The term "high energy" is used in the section to describe the capacitor type of ignition system. However, the amount of energy produced is very small. The intense spark is obtained by expending a small amount of electric energy in a very short time. Energy is the capacity for doing work. It can be expressed as the product of the electrical power and time. Gas turbine ignition systems are rated in joules. The joule is also an expression of electric energy, being equal to the amount of energy expended in one second by an electric current of one ampere through a resistance of one ohm. All other factors being equal, the temperature of the spark is determined by the power level reached. A high-temperature spark can result from increasing the energy level, or by shortening the duration of the spark. Increasing the energy level requires a heavier, more bulky ignition unit, since the energy delivered to the spark plug is only about 30 to 40 percent of the total energy stored in the capacitor. Also the higher the current flow, the higher the erosion rate on the igniter plug electrodes. Furthermore, much of the spark would be wasted, because ignition takes place in a matter of microseconds. In a capacitor discharge ignition system, most of the total energy available to the igniter plugs is dissipated in 10 to 100 microseconds, with up to 80, 000 watts with a spark duration of 50 microseconds. Figure 2.15 shows a wiring schematic of a typical ignition unit.

Simplex Fuel Nozzle
Figure 2.15. Wiring Schematic of Typical Ignition Unit.

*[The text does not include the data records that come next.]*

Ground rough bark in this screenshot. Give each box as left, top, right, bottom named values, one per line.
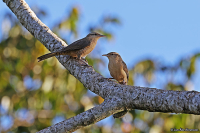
left=3, top=0, right=200, bottom=133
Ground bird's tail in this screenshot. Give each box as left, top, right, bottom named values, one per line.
left=37, top=52, right=59, bottom=62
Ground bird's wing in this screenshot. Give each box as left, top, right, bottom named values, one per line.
left=60, top=38, right=90, bottom=52
left=122, top=60, right=129, bottom=79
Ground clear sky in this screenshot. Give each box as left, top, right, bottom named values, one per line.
left=0, top=0, right=200, bottom=88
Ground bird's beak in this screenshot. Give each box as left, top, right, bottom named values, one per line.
left=99, top=35, right=106, bottom=37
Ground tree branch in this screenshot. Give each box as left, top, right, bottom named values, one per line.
left=3, top=0, right=200, bottom=133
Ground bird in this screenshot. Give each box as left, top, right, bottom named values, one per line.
left=37, top=32, right=105, bottom=62
left=102, top=52, right=129, bottom=118
left=102, top=52, right=129, bottom=85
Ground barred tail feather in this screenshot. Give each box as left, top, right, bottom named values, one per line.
left=37, top=52, right=58, bottom=62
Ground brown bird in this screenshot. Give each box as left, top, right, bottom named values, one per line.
left=102, top=52, right=129, bottom=85
left=37, top=32, right=105, bottom=62
left=102, top=52, right=129, bottom=118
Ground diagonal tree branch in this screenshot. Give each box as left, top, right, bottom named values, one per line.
left=3, top=0, right=200, bottom=133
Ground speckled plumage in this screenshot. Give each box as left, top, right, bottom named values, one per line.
left=103, top=52, right=129, bottom=85
left=38, top=32, right=104, bottom=62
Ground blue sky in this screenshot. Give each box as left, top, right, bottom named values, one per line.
left=0, top=0, right=200, bottom=87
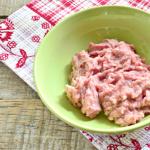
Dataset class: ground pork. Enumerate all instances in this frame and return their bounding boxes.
[65,39,150,126]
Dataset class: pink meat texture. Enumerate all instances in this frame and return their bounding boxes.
[65,39,150,126]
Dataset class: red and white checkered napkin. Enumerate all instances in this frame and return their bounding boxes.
[0,0,150,150]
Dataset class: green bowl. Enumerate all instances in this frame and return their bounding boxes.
[34,6,150,133]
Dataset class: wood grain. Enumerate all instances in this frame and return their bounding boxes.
[0,99,94,150]
[0,0,95,150]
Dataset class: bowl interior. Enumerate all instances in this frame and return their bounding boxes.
[34,6,150,133]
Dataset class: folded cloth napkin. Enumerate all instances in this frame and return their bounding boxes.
[0,0,150,150]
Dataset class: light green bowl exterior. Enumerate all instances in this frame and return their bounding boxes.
[34,6,150,133]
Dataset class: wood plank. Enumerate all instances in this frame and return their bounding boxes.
[0,0,30,16]
[0,62,38,100]
[0,99,95,150]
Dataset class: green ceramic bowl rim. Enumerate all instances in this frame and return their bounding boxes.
[33,6,150,133]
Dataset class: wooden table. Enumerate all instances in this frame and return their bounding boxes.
[0,0,95,150]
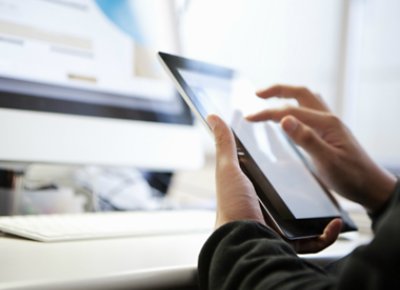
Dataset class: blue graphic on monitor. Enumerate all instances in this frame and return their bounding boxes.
[96,0,148,44]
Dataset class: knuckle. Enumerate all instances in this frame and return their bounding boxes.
[298,87,312,97]
[299,127,315,144]
[327,114,342,127]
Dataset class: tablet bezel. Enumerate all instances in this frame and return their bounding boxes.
[158,52,357,240]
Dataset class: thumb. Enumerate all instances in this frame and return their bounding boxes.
[281,116,330,161]
[207,115,238,165]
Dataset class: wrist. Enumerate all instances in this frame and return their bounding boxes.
[364,169,397,215]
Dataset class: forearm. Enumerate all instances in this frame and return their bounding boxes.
[199,222,335,290]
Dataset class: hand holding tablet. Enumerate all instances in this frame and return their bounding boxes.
[160,53,355,240]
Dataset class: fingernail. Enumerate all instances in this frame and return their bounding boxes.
[282,117,299,134]
[207,116,217,131]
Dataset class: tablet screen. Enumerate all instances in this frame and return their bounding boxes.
[177,68,340,219]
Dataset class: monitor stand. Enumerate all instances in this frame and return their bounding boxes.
[0,165,25,216]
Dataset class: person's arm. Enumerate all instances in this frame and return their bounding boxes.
[198,182,400,290]
[198,221,335,290]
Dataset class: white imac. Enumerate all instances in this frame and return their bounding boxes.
[0,0,203,171]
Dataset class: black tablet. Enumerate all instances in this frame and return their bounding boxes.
[159,52,356,240]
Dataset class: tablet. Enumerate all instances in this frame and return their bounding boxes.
[159,52,356,240]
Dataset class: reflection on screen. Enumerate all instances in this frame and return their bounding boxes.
[179,70,340,219]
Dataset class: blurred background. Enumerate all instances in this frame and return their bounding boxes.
[180,0,400,172]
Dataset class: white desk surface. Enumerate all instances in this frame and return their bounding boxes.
[0,227,372,290]
[0,166,370,290]
[0,229,212,290]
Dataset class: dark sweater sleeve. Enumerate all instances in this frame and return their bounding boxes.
[198,180,400,290]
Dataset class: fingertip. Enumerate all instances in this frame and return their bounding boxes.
[281,116,299,135]
[207,114,219,132]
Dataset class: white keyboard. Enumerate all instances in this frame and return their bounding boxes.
[0,210,215,242]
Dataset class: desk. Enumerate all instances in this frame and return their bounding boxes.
[0,227,367,290]
[0,233,209,290]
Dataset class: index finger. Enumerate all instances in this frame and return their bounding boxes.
[207,115,239,166]
[256,85,330,112]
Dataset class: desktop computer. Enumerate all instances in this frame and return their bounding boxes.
[0,0,202,170]
[0,0,212,238]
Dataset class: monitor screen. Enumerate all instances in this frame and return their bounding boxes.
[0,0,202,170]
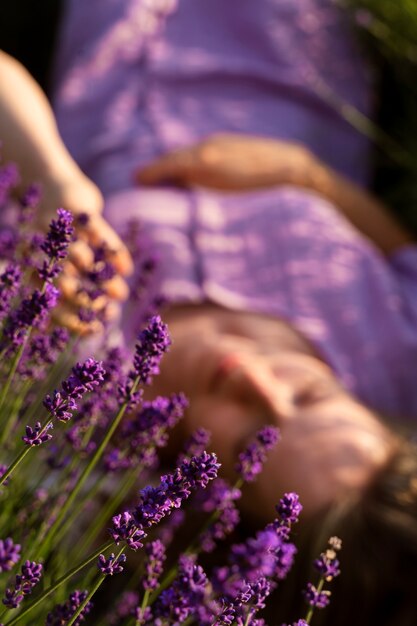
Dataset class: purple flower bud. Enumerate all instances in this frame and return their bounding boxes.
[314,553,340,582]
[22,422,53,447]
[0,263,22,319]
[45,590,93,626]
[43,389,77,422]
[130,315,171,385]
[41,209,74,260]
[4,284,59,346]
[180,452,220,488]
[3,561,43,609]
[275,492,303,524]
[109,511,147,551]
[303,583,331,609]
[0,537,20,572]
[97,552,126,576]
[142,539,166,591]
[155,555,208,624]
[236,426,279,482]
[43,358,105,422]
[0,463,10,487]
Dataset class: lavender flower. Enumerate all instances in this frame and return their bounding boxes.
[0,263,22,319]
[314,550,340,582]
[22,422,53,447]
[105,394,188,471]
[4,284,59,346]
[303,583,331,609]
[109,511,147,551]
[109,452,219,550]
[275,492,303,524]
[43,358,105,422]
[236,426,279,482]
[0,537,20,573]
[97,552,126,576]
[195,478,241,552]
[131,315,171,385]
[0,463,10,487]
[3,561,43,609]
[274,541,297,580]
[181,452,220,489]
[155,555,208,624]
[142,539,166,591]
[231,529,280,582]
[41,209,74,261]
[45,590,93,626]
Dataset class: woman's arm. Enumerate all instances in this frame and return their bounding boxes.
[0,52,132,330]
[0,52,90,207]
[136,135,412,254]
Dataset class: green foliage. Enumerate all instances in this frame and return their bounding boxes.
[336,0,417,235]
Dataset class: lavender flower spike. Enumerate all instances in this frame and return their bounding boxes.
[22,422,53,447]
[130,315,171,385]
[45,591,93,626]
[41,209,74,260]
[3,561,43,609]
[97,552,126,576]
[0,537,20,573]
[43,358,106,422]
[275,492,303,524]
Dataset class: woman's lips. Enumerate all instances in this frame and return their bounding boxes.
[209,353,242,392]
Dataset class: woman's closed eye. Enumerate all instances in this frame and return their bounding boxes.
[294,380,338,406]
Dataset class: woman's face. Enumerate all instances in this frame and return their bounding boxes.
[158,308,393,518]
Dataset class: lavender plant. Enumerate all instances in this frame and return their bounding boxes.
[0,158,340,626]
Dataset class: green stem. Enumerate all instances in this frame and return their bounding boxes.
[140,589,151,615]
[75,468,140,554]
[0,342,26,414]
[0,446,32,486]
[0,384,29,445]
[34,379,138,554]
[67,546,125,626]
[5,541,114,626]
[304,577,325,624]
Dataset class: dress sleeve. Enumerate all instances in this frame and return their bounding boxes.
[389,244,417,324]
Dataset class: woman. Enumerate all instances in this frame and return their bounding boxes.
[2,0,417,626]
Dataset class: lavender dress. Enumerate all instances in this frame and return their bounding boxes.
[55,0,417,416]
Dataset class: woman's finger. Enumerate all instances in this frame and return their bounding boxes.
[67,239,94,271]
[77,214,133,276]
[52,302,103,336]
[57,272,129,310]
[134,148,196,185]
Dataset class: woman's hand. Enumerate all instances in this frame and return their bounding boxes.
[39,174,133,334]
[135,134,313,191]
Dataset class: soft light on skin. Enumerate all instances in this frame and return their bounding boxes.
[157,307,395,519]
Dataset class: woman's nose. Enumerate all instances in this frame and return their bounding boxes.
[216,356,295,425]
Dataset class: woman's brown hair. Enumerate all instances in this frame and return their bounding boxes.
[267,439,417,626]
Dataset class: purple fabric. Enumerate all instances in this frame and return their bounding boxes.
[55,0,417,416]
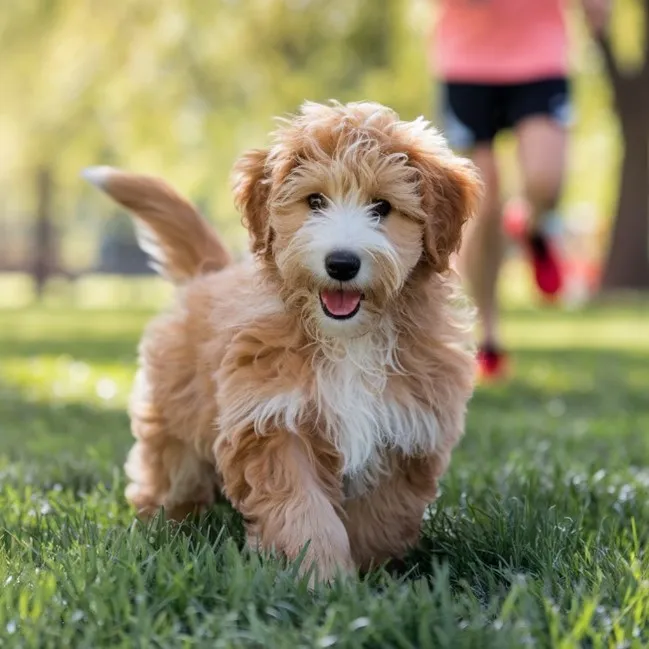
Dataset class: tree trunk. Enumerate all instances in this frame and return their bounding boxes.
[32,167,55,299]
[602,122,649,291]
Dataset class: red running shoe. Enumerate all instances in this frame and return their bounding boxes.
[525,232,563,299]
[477,344,508,381]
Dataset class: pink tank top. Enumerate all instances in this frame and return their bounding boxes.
[429,0,568,83]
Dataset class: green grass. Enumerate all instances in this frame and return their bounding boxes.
[0,306,649,649]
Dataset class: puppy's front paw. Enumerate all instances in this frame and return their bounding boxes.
[247,529,356,588]
[300,539,355,588]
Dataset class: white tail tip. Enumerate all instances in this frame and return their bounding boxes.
[81,167,115,189]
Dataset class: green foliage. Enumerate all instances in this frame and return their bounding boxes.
[0,0,642,264]
[0,305,649,649]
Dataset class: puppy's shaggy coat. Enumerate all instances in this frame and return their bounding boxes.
[87,103,480,579]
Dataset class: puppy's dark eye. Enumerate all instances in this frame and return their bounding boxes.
[372,198,392,219]
[306,194,325,212]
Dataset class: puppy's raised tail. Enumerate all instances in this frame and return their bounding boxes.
[82,167,231,284]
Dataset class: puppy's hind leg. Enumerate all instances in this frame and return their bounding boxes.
[125,372,218,520]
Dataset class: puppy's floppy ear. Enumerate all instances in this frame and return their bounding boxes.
[232,149,271,255]
[410,146,482,273]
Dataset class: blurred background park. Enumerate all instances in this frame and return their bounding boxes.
[0,0,649,306]
[0,0,649,649]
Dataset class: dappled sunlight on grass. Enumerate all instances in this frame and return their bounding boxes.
[0,303,649,649]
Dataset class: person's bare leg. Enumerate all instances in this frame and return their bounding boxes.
[516,115,567,232]
[458,144,504,346]
[516,115,567,299]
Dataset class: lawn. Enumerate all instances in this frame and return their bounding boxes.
[0,305,649,649]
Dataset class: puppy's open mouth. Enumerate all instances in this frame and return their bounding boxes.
[320,289,363,320]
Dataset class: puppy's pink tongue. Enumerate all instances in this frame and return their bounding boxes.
[320,290,361,316]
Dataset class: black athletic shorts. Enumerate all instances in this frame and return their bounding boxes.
[439,77,571,150]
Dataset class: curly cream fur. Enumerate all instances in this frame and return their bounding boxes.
[89,103,480,579]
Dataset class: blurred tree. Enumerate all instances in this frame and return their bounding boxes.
[599,0,649,291]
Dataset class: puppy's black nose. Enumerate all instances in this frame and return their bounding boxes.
[325,250,361,282]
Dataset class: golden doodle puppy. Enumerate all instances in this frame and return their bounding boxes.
[85,103,480,579]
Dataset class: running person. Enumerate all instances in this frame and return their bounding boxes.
[430,0,610,377]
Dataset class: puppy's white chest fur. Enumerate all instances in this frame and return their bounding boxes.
[315,353,438,482]
[251,337,439,495]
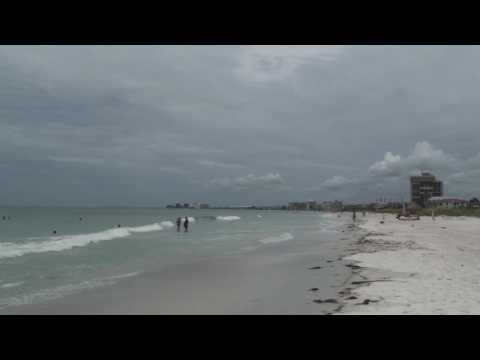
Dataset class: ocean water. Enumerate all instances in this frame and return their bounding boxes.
[0,208,340,309]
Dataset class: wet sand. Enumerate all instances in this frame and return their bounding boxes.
[0,218,355,314]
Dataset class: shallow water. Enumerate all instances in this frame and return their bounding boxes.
[0,208,340,308]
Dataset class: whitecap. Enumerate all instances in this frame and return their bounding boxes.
[0,223,167,259]
[258,233,293,244]
[217,216,240,221]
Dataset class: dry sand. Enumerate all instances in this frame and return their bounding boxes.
[341,214,480,314]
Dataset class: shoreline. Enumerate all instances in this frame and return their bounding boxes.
[0,217,356,315]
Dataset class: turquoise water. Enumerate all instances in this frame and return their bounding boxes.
[0,208,344,308]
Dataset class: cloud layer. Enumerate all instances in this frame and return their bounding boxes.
[0,45,480,206]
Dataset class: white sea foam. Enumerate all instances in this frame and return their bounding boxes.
[258,233,293,244]
[0,223,167,259]
[217,216,240,221]
[126,223,163,233]
[160,221,175,228]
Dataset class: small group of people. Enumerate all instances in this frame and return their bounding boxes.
[177,216,188,232]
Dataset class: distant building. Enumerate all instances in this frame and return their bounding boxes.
[410,172,443,207]
[320,200,343,211]
[427,196,468,209]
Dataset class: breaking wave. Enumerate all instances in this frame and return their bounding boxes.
[0,221,169,259]
[258,233,293,244]
[217,216,240,221]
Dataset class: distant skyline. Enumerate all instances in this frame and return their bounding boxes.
[0,45,480,206]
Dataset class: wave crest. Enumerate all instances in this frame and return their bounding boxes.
[217,216,240,221]
[0,223,164,259]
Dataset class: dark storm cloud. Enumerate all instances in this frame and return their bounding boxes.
[0,46,480,205]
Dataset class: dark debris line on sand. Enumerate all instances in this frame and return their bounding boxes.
[326,218,392,315]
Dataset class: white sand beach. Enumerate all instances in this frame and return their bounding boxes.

WARNING:   When working around the ignition unit of the engine, disconnect the input lead to the ignition exciter unit. Remove the igniter plugs from the combustion chamber and ground them to the engine. You do this to dissipate any charge that might be left in the exciter unit.

Some ignition exciter units contain a very small amount of radioactive material (cesium-barium 137) and normally require no handling precautions. However, severely damaged units that have been broken open must be handled with forceps or gloves and disposed of in accordance with AR 755-15.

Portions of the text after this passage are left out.